Depuis les JO de 1992, la mairie souhaite donner une image plus lisse et plus propre à la ville. Cette mentalité persiste jusqu’en 2006 lorsque le conseil municipal met en place des mesures plus répressives, interdisant “l’exécution de toute action qui altère visuellement l’espace public ou tout équipement”. Les amendes allaient alors de 750 à 3 000 euros.

En 2015, la réforme du code pénal durcit les sanctions envers les graffeurs. L’infraction qui était jusque-là considérée comme un délit pouvait être jugée comme un crime si celui-ci endommageait gravement le bien. Aujourd’hui encore, la mairie se montre plus répressive avec de possibles peines de prison. Dans un même temps, un plan de coresponsabilité a été promulgué par le conseil municipal pour “réduire les comportements incivils qui gâchent l’espace public”. Selon l’inspecteur de la Guardia Urbana Jordi Oliveras, les graffitis entraînent “un ternissement très important du patrimoine historique ou culturel”.

Pour autant, la ville de Barcelone n’hésite pas à promulguer ces dessins de rues en tant que patrimoine culturel, avec notamment un programme pour inclure le graffiti dans le circuit culturel de la ville. Des murs légaux ou parcs d’art urbains sont également accessibles pour les artistes et les amateurs, qui peuvent exprimer librement leur créativité.

Toutefois pour Tim Marsh, artiste à l’origine d’une quarantaine de projets street art à Barcelone, “la mairie reste plutôt réfractaire à nous faire peindre sur de vrais projets d’urbanisme. Ce qui est assez étonnant pour cette ville, qui est un réel épicentre de l’art urbain dans le monde”.

street art barcelone Tim MarshOeuvre de Tim Marsh, Poblenou, à Barcelone. Photo : Tim Marsh

Le Français dénonce un processus bureaucratique trop important. “Chaque projet de façade doit passer devant la commission d’architectes, qui n’accepte jamais les propositions. Il en résulte que Barcelone regorge de petits murs mais les projets monumentaux, comme on peut en trouver partout ailleurs, se font extrêmement rares”, déplore le Parisien.

Certains lieux comme Poblenou, où le graffiti est illégal, jouissent d’une certaine tolérance de la part des autorités.

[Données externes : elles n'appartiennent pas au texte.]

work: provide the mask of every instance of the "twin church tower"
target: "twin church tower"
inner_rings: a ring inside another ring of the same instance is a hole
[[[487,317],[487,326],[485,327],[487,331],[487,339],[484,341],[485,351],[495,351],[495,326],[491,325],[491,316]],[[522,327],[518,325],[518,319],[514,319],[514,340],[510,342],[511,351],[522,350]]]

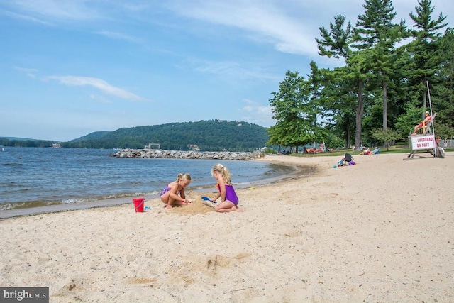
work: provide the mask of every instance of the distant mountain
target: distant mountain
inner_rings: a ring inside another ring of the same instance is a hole
[[[62,147],[250,151],[265,146],[267,128],[243,121],[209,120],[98,131],[62,143]]]
[[[106,135],[111,133],[111,131],[95,131],[85,135],[77,139],[72,140],[71,142],[81,142],[87,140],[98,140],[102,138]]]
[[[0,137],[0,138],[6,139],[6,140],[11,140],[11,141],[40,141],[40,139],[30,139],[28,138],[17,138],[17,137]]]

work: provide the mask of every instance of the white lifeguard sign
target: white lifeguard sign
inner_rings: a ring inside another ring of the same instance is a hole
[[[434,149],[436,145],[433,135],[411,136],[411,149],[414,150]]]
[[[435,158],[444,158],[444,150],[443,148],[437,146],[437,143],[435,140],[435,128],[433,122],[435,117],[437,116],[437,113],[432,112],[432,101],[431,100],[428,82],[427,82],[427,92],[428,93],[428,104],[431,110],[430,114],[431,119],[427,123],[427,125],[424,123],[424,121],[421,121],[423,123],[422,135],[415,134],[410,135],[409,136],[411,140],[411,152],[406,157],[406,159],[412,159],[418,153],[418,150],[425,150],[426,153],[430,153]]]

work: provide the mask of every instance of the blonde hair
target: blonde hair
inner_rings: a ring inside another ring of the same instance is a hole
[[[177,180],[175,180],[175,182],[178,182],[182,179],[184,179],[187,181],[191,182],[192,181],[192,178],[191,178],[191,175],[189,174],[188,174],[187,172],[183,172],[182,174],[178,174],[178,175],[177,176]]]
[[[216,164],[216,165],[213,166],[213,168],[211,168],[211,175],[213,175],[215,172],[219,172],[221,174],[226,183],[229,185],[232,184],[230,172],[228,171],[228,169],[227,167],[226,167],[221,163]]]

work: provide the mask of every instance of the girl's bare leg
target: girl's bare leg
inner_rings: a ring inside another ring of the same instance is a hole
[[[214,210],[217,212],[243,211],[243,209],[236,206],[233,203],[228,200],[226,200],[219,205],[216,205]]]

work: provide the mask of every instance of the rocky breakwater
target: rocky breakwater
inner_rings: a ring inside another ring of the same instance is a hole
[[[150,149],[123,149],[110,155],[116,158],[164,158],[170,159],[207,159],[249,160],[265,157],[262,152],[195,152]]]

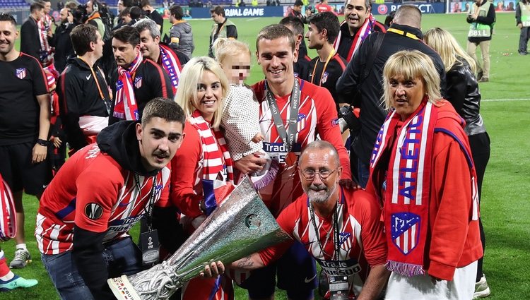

Mais dans le centre historique, une politique très répressive est menée avec des sanctions plus lourdes.

Contourner les lois

A défaut de projets réalisés en collaboration avec la mairie, les graffitis et les œuvres urbaines se sont invités dans les plus grands musées de la ville, au Mocco ou encore au MACBA. Des galeries spécialisées en street art se sont développées, ainsi que de grands festivals, des visites guidées et des ateliers d’initiation. Pour Anaïs Bertrand, membre de l’association Street Art Barcelona, créée par Antoine Careil, l’art urbain s’est plus que développé, “il s’est démocratisé”.

La guide de tours street art ajoute qu’il y a“une véritable connivence entre artistes et habitants”. Plusieurs jardins communautaires de la ville accueillent des œuvres artistiques, parfois à la demande des riverains. “Ce sont les associations qui se battent férocement pour obtenir des projets et qui arrivent à faire bouger les choses”, confirme Tim Marsh.

Jardin communautaire street art à barceloneJardin communautaire de La Bartola, Raval, à Barcelone. Photo : Anaïs Bertrand

Et nombreux sont les commerçants qui invitent même des artistes à peindre sur leur rideau de fer, afin d’égayer la rue quand ils sont fermés. Autant de façons de contourner la loi et faire la place belle au street art dans une ville qui se rêve capitale de l’avant-garde européenne.